Divine and now
A review of Tony Leuzzi's 'Radiant Losses'
Radiant Losses
Radiant Losses
In his new collection Radiant Losses, Tony Leuzzi writes poems that are not only universal in topic and emotive power, but also very personal. Poems such as “Now” explore the physical and emotional connections between men: “The / less / he was / and the less / I was the more we / disappeared behind bodies not / our own …” In the last stanza of this poem, Leuzzi’s speaker reaches a metaphysical realization: “But / now / with you / I can’t think / of anyone else / hell! I can’t think at all! Your skin / against mine / my flesh, your flesh, the immediate this” (53). In these last lines, a unity has been achieved: sexuality is more than simply raw substance; it is divine and now.
Radiant Losses explores other erotic possibilities. In the poem “Today,” Leuzzi addresses the games played in seduction by telling the reader about the Cavalier poets and describing the rituals of attraction and seduction: “But they were men who pined for girls, / who teased the locks of chambers free.” Leuzzi sets up desire with a sense of urgency: “let’s do this now before we die” (16), suggesting the carpe diem theme of the Cavalier poets’ work. However, there is also irony in that statement: oftentimes what we so desperately want is spoken of and written about in tones that are lighthearted in order to hide our passion and desperation.
Two recurring themes in Leuzzi’s collection, longing and regret, are intertwined with each other and with the book’s title. It is not difficult to see how the title refers to loss that takes on the power of radiance through so much longing for an unrealized or lost love, event, or emotion. In “Joe Brainard,” Leuzzi’s speaker regrets that what is so obvious to him in retrospect was not so obvious to him at the time. He ends the poem with a luminous description of what he found through his regret: “I / re / member / this I re- / member that, and each / time the phrase appeared there was this / magic, pure and simple, a cold raindrop on my skin” (45). The poem reminds us of the way this longing for spiritual fulfillment helps us endure personal losses and regrets.
Leuzzi describes the interplay of emotion and intellect in “At Albright-Knox, 2003.” Through the purity of language and the unfolding of a vignette, the poem reveals how emotions and intellect are so closely aligned. The setting for this poem is a room that contains “nine abstract expressionist paintings.” To the uneducated eye, abstract expressionism is merely chaotic design. To critics and lovers of this style of painting, these works create both emotional and intellectual discovery. The speaker sees someone he desires, and the interplay is electric as the two figures look at each other, although briefly: “as if one’s undivided gaze / was a hand caressing the taut skins of canvases” (43).

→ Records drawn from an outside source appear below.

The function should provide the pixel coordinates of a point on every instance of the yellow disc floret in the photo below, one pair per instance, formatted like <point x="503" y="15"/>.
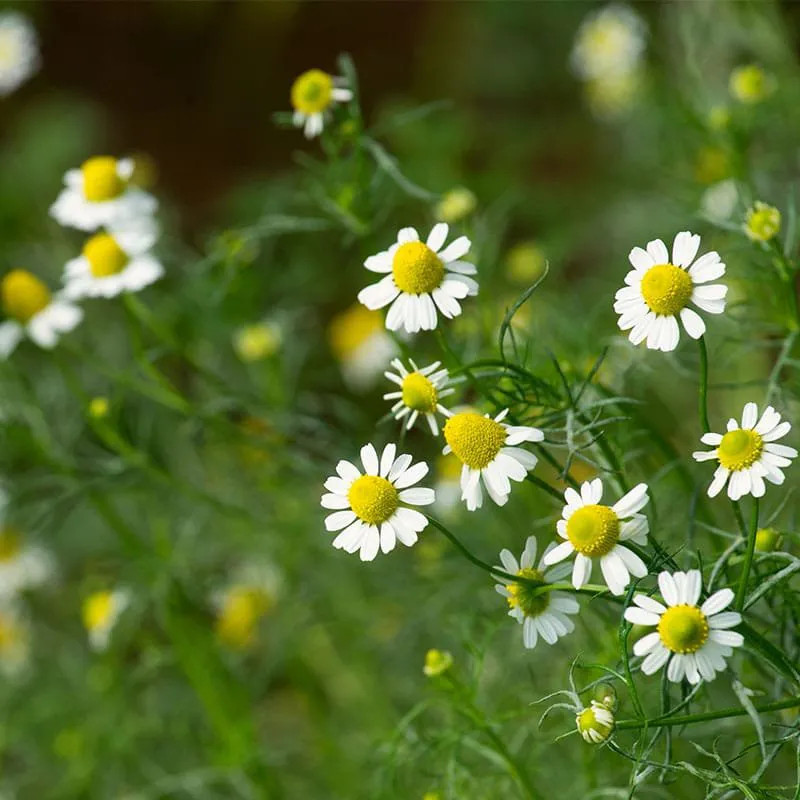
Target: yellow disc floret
<point x="740" y="449"/>
<point x="683" y="629"/>
<point x="373" y="499"/>
<point x="312" y="92"/>
<point x="101" y="179"/>
<point x="666" y="289"/>
<point x="23" y="295"/>
<point x="104" y="255"/>
<point x="524" y="595"/>
<point x="416" y="268"/>
<point x="419" y="394"/>
<point x="593" y="530"/>
<point x="476" y="440"/>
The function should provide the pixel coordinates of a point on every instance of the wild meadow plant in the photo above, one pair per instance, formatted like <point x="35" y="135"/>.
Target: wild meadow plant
<point x="184" y="432"/>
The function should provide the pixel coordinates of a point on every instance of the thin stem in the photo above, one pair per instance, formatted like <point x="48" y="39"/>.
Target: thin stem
<point x="701" y="343"/>
<point x="748" y="558"/>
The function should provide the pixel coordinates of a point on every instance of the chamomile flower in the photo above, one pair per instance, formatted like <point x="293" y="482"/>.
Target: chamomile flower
<point x="487" y="449"/>
<point x="609" y="42"/>
<point x="659" y="291"/>
<point x="33" y="312"/>
<point x="313" y="95"/>
<point x="748" y="454"/>
<point x="695" y="640"/>
<point x="112" y="263"/>
<point x="371" y="509"/>
<point x="100" y="612"/>
<point x="421" y="277"/>
<point x="101" y="194"/>
<point x="19" y="51"/>
<point x="361" y="345"/>
<point x="594" y="531"/>
<point x="420" y="393"/>
<point x="541" y="614"/>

Leuzzi leads us word by word and syllable by syllable into each poem; the poem’s vignette style further teases us with the simplicity of the idea, laying it all out very logically. However, by the last line of the poem, Leuzzi gives us the full emotional impact of the poem’s meaning. For example, in “Log Cabins,” Leuzzi moves the reader through a consideration of the gay Log Cabin members of the Republican Party. His last line contains the central image of the poem: “save a few huts collapsing in the wilderness” (41). Everything that Leuzzi had written up until that point points the reader to this conclusion; in some ways, it almost reads like a syllogism.
A poem with particularly powerful use of imagery is “On Ribera’s La Mujer Barbuda,” in which we see a series of images: “but a stout man with sturdy hands / and one enormous breast suspended from the center // of / his /chest like / a swollen / gourd soon to be plucked / and hollowed, then carefully strung / with gut for the lyre, on which a bard might weave weird tales” (49). The interpretation of visual art through language art tantalizes and gratifies that sensory need which many poets have to sustain themselves and to “weave weird tales.” It is an interesting and rewarding exercise to look at a piece of art or listen to music and rewrite the sensory images and feelings as a poem, and Leuzzi does this also using music as his muse in “Tchaikovsky’s ‘Impromptu.’” He uses the same tightly controlled style of other poems in which he slowly leads the reader into the situation of the poem, beginning, “In / F- / minor / begins with …” The first stanza ends, “swift as the pitter of kittens / across linoleum, patters like a little boy …” The poem builds in energy with more syllables that then move quickly to a conclusion. The music takes on the persona of a little boy, who changes his intent as it moves through the various movements, and surprises the reader with this ending: “surrenders arms to air and asks for cake” (47).
The language in this collection contains tightly controlled emotion hidden beneath more obvious meaning. Leuzzi uses compression to create emotional power that expresses itself as “radiant losses.” As a poet, I am also searching for the banal parts of life to be translated into those radiant moments and losses.